[Followup to this question]
I've been dealing a little bit with smart pointers to c-style arrays recently. I ultimately wound up doing the recommended thing and using smart pointers to vectors instead, but during that period, I got a bit of advice: don't use a shared_ptr<T> object to manage an array initially made with make_unique<T[]> because it won't call delete[] but rather delete.

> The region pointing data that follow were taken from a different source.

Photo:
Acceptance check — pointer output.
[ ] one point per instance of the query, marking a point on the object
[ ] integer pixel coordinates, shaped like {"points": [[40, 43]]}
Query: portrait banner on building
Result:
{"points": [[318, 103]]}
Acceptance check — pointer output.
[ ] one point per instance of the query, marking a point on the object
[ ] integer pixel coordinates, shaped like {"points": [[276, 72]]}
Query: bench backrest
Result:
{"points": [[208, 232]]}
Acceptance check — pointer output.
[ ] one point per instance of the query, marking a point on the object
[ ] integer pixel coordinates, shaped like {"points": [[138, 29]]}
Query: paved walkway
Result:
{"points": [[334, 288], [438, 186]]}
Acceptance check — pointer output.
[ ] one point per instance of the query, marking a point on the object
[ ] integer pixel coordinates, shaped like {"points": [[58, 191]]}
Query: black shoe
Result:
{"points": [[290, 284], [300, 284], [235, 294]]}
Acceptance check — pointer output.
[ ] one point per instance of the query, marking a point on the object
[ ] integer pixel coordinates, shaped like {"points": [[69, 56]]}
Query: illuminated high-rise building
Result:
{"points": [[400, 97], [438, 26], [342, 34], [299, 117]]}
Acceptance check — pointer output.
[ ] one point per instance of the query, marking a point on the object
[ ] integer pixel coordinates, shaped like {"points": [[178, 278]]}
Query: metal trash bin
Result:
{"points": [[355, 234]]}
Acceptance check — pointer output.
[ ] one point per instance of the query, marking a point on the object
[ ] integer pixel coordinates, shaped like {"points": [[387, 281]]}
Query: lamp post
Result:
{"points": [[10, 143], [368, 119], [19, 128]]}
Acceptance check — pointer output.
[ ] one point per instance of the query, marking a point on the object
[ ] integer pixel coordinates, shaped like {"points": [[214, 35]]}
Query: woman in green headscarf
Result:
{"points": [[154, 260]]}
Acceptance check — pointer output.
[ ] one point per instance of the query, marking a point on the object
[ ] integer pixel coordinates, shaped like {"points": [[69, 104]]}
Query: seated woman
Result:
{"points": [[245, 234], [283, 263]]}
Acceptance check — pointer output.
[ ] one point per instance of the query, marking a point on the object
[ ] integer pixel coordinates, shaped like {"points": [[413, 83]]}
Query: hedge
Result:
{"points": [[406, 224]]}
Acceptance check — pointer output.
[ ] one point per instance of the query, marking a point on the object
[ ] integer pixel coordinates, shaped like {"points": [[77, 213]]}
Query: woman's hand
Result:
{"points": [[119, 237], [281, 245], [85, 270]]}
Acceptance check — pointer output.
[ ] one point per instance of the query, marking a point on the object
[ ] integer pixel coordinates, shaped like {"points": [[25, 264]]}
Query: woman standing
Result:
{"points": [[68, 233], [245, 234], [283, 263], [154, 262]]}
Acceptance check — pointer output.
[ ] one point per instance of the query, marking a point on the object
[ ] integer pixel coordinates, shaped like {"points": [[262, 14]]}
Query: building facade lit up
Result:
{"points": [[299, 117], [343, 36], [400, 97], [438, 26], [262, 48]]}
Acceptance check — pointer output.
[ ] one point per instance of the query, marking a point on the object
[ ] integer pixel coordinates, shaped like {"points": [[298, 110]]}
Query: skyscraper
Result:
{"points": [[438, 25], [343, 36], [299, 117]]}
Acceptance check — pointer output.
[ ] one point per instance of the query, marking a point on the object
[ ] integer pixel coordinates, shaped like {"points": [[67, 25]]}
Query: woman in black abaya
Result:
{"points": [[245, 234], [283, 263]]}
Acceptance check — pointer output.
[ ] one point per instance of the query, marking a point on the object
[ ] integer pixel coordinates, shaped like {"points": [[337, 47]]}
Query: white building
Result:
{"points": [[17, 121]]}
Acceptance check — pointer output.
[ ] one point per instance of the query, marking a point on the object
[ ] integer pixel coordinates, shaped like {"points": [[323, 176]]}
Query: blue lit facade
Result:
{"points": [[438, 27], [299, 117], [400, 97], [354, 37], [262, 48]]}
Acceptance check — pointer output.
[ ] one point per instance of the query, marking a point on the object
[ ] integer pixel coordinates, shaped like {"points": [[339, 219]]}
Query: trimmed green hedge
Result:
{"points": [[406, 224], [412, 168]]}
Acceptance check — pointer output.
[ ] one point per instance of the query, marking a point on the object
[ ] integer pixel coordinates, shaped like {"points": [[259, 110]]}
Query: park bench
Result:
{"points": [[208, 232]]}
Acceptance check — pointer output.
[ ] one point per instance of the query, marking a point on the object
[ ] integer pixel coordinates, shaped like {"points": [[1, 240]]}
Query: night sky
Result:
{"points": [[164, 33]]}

This didn't seem logical to me, and I checked both Coliru and the Standard:
This code:
#include <iostream>
#include <memory>
int main()
{
std::cout << "start!\n";
auto customArrayAllocator = [](unsigned int num){
std::cout << "custom array allocator\n";
return new int[num];
};
std::cout << "allocator constructed\n";
auto customArrayDeleter = [](int *ptr){
std::cout << "custom array deleter\n";
delete[] ptr;
};
std::cout << "deleter constructed\n";
std::unique_ptr<int[], decltype(customArrayDeleter)>
myUnique(customArrayAllocator(4), customArrayDeleter);
std::cout << "unique_ptr constructed\n";
std::shared_ptr<int>
myShared = std::move(myUnique);
std::cout << "shared_ptr constructed\n";
}
produces this output:
start!
allocator constructed
deleter constructed
custom array allocator
unique_ptr constructed
shared_ptr constructed
custom array deleter
Which seems to indicate that the unique_ptr<T[]>'s deleter is passed to the shared_ptr<T>, as I expected.
From the C++14 Standard § 20.8.2.2.1 pg. 571 of doc, 585 of pdf
template shared_ptr(unique_ptr&& r);
Remark: This constructor shall not participate in overload resolution unless unique_ptr::pointer is convertible to T*.

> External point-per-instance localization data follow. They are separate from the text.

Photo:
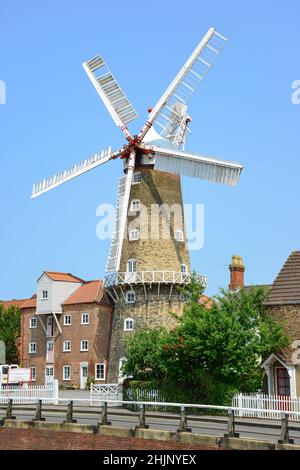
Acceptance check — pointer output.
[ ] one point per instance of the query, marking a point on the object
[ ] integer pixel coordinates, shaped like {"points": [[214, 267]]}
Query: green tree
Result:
{"points": [[213, 352], [10, 330]]}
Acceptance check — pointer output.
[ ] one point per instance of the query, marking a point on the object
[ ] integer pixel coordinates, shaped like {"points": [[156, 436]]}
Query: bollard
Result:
{"points": [[142, 418], [103, 419], [231, 425], [69, 419], [38, 412], [8, 414], [183, 421], [284, 434]]}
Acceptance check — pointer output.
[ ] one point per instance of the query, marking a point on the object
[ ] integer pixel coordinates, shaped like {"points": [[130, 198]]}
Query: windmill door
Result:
{"points": [[283, 388]]}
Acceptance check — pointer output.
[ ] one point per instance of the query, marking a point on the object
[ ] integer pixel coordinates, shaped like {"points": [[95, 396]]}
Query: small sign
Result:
{"points": [[18, 375]]}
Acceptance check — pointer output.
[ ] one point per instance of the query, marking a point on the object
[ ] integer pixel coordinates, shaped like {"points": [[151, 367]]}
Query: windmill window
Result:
{"points": [[100, 371], [32, 348], [128, 324], [179, 235], [33, 322], [67, 373], [67, 346], [84, 345], [137, 177], [44, 294], [130, 297], [33, 373], [131, 266], [133, 234], [183, 268], [135, 205]]}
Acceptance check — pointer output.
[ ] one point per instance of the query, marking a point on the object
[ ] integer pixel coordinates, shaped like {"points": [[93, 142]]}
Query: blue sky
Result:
{"points": [[53, 118]]}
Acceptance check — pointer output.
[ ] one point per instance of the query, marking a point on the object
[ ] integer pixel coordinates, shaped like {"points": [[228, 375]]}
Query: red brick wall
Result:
{"points": [[97, 332], [27, 439]]}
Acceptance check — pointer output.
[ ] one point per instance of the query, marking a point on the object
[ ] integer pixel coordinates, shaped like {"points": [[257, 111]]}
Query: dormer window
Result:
{"points": [[137, 177], [130, 297], [128, 324], [44, 294]]}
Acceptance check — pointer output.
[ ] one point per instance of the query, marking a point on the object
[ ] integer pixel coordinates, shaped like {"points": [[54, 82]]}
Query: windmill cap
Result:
{"points": [[237, 262]]}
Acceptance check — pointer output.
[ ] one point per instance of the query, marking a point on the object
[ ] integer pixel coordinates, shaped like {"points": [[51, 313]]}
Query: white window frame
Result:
{"points": [[44, 295], [133, 234], [88, 319], [104, 371], [133, 203], [67, 324], [128, 298], [31, 326], [30, 347], [137, 177], [183, 268], [81, 344], [131, 263], [179, 236], [67, 379], [33, 374], [126, 321], [64, 346]]}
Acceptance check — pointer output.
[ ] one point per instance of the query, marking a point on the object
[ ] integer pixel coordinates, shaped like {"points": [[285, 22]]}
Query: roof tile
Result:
{"points": [[286, 287]]}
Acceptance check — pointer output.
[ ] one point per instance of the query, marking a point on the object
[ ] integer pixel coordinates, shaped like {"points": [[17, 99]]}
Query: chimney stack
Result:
{"points": [[236, 269]]}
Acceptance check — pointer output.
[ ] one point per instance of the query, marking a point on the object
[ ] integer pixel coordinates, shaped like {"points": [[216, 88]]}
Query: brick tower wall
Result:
{"points": [[152, 254]]}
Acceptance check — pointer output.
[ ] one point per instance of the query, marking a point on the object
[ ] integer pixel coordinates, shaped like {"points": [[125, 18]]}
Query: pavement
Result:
{"points": [[261, 429]]}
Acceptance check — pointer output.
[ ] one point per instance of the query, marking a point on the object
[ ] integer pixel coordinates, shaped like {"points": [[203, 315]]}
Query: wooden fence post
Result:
{"points": [[69, 418], [284, 434], [142, 418], [103, 419], [231, 425], [183, 421], [8, 413], [38, 412]]}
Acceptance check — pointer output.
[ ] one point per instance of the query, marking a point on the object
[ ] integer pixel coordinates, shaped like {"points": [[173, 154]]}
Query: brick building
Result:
{"points": [[283, 301], [65, 330]]}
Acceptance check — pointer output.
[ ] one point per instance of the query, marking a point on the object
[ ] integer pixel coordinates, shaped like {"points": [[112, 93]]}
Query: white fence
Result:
{"points": [[266, 406], [105, 392], [28, 394]]}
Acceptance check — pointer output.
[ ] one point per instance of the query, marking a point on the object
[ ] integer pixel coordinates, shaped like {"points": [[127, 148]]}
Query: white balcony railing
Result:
{"points": [[147, 277]]}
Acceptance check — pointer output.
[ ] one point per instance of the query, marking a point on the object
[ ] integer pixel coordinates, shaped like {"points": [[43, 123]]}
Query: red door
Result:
{"points": [[283, 388]]}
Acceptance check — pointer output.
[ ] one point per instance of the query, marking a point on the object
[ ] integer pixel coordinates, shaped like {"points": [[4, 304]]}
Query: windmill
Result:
{"points": [[142, 275]]}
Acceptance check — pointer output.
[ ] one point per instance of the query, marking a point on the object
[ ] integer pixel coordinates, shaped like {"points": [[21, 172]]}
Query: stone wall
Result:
{"points": [[146, 313], [156, 254]]}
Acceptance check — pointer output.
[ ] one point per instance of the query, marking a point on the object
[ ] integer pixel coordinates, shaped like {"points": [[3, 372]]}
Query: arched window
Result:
{"points": [[131, 265], [135, 205], [133, 234], [128, 324]]}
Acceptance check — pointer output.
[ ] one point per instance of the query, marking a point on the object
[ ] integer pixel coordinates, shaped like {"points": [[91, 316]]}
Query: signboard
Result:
{"points": [[18, 375]]}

Effects: Equivalent to shared_ptr(r.release(), r.get_deleter()) when D is not a reference type, otherwise shared_ptr(r.release(), ref(r.get_deleter())).
Exception safety: If an exception is thrown, the constructor has no effect.
If I'm reading that right, it means that a shared_ptr object constructs itself from both the pointer and the deleter of a unique_ptr. Furthermore, it's my understanding (from the answer to the original question) that the ::pointer type of unique_ptr<T[]> is T*, which should be convertible to shared_ptr<T>::pointer's T*. So the deleter should just be copied right from the unique_ptr object, right?
Did my test only work because it's not actually equivalent to the function of std::make_shared<T[]>, or is the syntax
std::shared_ptr<T> mySharedArray = std::make_unique<T[]>(16);
a good, exception safe (and cleaner) alternative to
std::shared_ptr<T> mysharedArray(new T[16], [](T* ptr){delete[] ptr;});
and its ilk, when I am unable to use Boost's shared array and desire to avoid including either the vector or the array header with my code?
Yes, your example is valid for the very reasons you've stated. unique_ptr::pointer is int *, and you're trying to pass ownership of that to a shared_ptr<int>, so the converting constructor you've listed will participate in overload resolution, and will make a copy of the deleter (std::default_delete<int[]>) because it's not a reference type.
So the following is valid, and will call delete[] when the shared_ptr reference count goes to zero
std::shared_ptr<T> mySharedArray = std::make_unique<T[]>(16);
Another way to write this, other than the lambda you've shown, is
std::shared_ptr<T> mySharedArray(new T[16], std::default_delete<int[]>());
which will result in mySharedArray acquiring the same deleter as the previous line.